The manuscript has been improved but there is a remaining issue that needs to be addressed, as outlined below:

Conclusive statements regarding the role of Septin 7 in muscle regeneration should be removed. The data show that the expression level of Septin 7 correlates to the muscle regenerative process following injury in WT mice, but this correlation does not demonstrate "a vital contribution (of Septin 7) to muscle regeneration" as stated in the abstract and would require evidence that depletion of Septin 7 in adult mice alters the regenerative process. The impact on myotube differentiation by Septin 7 KO is also no direct evidence of Septin 7 as a critical contribution to muscle regeneration, although it may suggest it. To avoid potential overstatement, please modify the manuscript throughout to state/discuss that Septin 7 may potentially be involved in muscle regeneration following injury in adult muscle, but further studies are needed to characterize its direct role.

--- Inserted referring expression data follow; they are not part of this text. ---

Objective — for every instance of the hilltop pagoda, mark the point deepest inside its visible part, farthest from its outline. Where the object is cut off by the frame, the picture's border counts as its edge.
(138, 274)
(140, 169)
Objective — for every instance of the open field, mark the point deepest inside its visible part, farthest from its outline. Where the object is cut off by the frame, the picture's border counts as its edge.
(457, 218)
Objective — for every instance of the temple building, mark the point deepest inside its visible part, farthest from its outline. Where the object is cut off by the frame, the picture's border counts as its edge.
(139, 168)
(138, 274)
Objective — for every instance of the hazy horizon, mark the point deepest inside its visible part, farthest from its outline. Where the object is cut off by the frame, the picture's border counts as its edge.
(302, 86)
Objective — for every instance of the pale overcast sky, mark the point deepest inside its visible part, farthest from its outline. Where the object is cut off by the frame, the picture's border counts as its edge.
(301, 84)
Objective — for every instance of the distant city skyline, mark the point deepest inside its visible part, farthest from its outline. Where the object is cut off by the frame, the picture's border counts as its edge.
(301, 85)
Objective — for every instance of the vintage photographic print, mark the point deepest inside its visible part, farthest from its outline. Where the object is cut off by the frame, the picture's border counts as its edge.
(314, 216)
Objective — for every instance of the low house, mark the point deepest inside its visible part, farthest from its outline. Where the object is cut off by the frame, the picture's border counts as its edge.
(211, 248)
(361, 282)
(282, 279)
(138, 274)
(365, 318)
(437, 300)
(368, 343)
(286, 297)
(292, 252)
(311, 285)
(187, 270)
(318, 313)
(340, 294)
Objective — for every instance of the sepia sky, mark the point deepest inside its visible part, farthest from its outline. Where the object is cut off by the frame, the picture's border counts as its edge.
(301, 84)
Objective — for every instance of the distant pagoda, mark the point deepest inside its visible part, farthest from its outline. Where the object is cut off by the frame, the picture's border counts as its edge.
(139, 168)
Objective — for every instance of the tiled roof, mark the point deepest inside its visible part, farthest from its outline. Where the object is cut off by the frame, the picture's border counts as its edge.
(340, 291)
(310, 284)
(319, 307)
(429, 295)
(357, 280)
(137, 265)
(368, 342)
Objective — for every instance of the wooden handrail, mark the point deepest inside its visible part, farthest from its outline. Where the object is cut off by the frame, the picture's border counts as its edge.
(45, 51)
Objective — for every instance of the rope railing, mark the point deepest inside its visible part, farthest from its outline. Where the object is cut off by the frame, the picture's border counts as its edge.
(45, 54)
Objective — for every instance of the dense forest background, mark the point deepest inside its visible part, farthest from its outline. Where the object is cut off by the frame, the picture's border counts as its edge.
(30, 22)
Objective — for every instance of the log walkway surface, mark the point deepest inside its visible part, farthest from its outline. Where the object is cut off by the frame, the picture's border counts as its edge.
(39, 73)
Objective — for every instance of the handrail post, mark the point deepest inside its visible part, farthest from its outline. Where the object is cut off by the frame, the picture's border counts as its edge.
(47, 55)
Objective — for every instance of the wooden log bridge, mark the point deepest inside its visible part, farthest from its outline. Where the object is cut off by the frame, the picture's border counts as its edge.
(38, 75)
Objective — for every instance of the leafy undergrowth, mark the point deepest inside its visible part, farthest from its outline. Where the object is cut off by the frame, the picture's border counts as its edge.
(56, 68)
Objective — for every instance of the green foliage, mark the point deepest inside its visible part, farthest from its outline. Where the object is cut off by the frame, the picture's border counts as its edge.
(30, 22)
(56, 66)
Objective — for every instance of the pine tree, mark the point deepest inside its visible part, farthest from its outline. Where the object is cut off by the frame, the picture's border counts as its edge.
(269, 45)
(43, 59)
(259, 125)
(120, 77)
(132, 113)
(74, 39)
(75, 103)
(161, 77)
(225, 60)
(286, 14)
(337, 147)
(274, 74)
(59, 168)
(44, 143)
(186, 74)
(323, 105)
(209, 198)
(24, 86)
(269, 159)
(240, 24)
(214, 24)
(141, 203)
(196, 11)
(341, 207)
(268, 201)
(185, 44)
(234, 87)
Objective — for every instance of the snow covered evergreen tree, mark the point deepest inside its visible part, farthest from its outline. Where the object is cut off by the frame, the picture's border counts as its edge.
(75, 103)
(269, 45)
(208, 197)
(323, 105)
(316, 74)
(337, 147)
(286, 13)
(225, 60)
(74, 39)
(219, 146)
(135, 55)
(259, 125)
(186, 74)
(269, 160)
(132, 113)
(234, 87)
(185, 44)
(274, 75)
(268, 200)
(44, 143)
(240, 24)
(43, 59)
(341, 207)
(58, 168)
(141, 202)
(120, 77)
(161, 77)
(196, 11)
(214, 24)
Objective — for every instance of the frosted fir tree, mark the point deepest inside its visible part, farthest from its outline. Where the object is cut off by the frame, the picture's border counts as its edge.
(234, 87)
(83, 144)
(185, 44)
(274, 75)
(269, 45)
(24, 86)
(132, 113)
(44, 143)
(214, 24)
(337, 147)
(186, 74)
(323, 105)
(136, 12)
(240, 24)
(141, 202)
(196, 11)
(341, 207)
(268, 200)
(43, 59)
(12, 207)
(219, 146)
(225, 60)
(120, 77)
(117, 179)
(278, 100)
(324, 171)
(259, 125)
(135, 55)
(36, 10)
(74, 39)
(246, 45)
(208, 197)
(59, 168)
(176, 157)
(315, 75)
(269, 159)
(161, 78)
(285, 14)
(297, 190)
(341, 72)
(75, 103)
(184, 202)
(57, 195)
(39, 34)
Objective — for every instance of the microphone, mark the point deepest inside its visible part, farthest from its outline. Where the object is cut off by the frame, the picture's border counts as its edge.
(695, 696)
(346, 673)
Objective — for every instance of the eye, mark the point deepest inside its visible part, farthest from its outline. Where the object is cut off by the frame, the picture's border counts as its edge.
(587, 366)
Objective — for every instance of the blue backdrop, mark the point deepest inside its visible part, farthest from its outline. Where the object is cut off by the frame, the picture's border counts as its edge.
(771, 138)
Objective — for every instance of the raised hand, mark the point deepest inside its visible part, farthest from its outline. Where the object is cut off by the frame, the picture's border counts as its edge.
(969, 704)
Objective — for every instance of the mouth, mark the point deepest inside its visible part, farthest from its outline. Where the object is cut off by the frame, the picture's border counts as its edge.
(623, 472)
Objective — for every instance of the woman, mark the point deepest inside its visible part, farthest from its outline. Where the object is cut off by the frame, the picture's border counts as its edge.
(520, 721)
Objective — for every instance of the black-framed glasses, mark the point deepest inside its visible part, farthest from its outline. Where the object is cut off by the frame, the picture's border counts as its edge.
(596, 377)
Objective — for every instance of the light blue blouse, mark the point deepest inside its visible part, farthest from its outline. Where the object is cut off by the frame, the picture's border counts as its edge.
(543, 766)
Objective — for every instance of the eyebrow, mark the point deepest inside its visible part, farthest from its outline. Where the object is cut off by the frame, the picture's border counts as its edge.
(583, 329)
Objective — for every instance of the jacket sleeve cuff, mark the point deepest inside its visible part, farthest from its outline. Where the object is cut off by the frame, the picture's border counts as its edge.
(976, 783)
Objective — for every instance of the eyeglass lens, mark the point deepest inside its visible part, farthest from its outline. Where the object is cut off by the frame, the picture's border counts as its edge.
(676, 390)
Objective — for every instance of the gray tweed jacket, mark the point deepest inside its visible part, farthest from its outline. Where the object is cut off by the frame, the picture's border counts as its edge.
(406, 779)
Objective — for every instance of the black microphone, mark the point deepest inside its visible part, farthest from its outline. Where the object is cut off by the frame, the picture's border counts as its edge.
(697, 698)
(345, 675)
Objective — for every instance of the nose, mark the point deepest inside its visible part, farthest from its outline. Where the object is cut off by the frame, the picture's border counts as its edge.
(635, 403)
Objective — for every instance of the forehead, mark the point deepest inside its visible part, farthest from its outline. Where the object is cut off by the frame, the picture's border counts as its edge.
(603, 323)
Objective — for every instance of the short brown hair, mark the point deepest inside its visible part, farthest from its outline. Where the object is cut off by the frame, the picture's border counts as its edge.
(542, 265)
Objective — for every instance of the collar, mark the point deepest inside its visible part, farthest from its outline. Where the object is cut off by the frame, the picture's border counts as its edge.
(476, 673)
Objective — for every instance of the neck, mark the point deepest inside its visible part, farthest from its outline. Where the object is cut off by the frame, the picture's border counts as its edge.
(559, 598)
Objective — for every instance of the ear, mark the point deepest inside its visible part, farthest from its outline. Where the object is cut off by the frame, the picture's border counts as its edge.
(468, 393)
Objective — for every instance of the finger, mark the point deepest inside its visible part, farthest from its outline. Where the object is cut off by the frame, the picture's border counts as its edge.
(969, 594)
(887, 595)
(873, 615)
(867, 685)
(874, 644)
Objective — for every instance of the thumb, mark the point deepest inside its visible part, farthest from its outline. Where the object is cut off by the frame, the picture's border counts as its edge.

We have revised the manuscript according to the Senior Editor´s and Reviewing Editor´s suggestion and statements regarding the role of Septin7 in muscle regeneration have been reworded.

The following changes were made in the main text:

Abstract; page 2, line 36-37

Introduction; page 4, line 92-93

Results; page 12, line 297, 311

Discussion; page 17, line 437.

Hope, that the manuscript with these aforementioned changes, i.e. only suggesting a role for the cytoskeletal protein Septin7 in muscle regeneration is now in an acceptable form.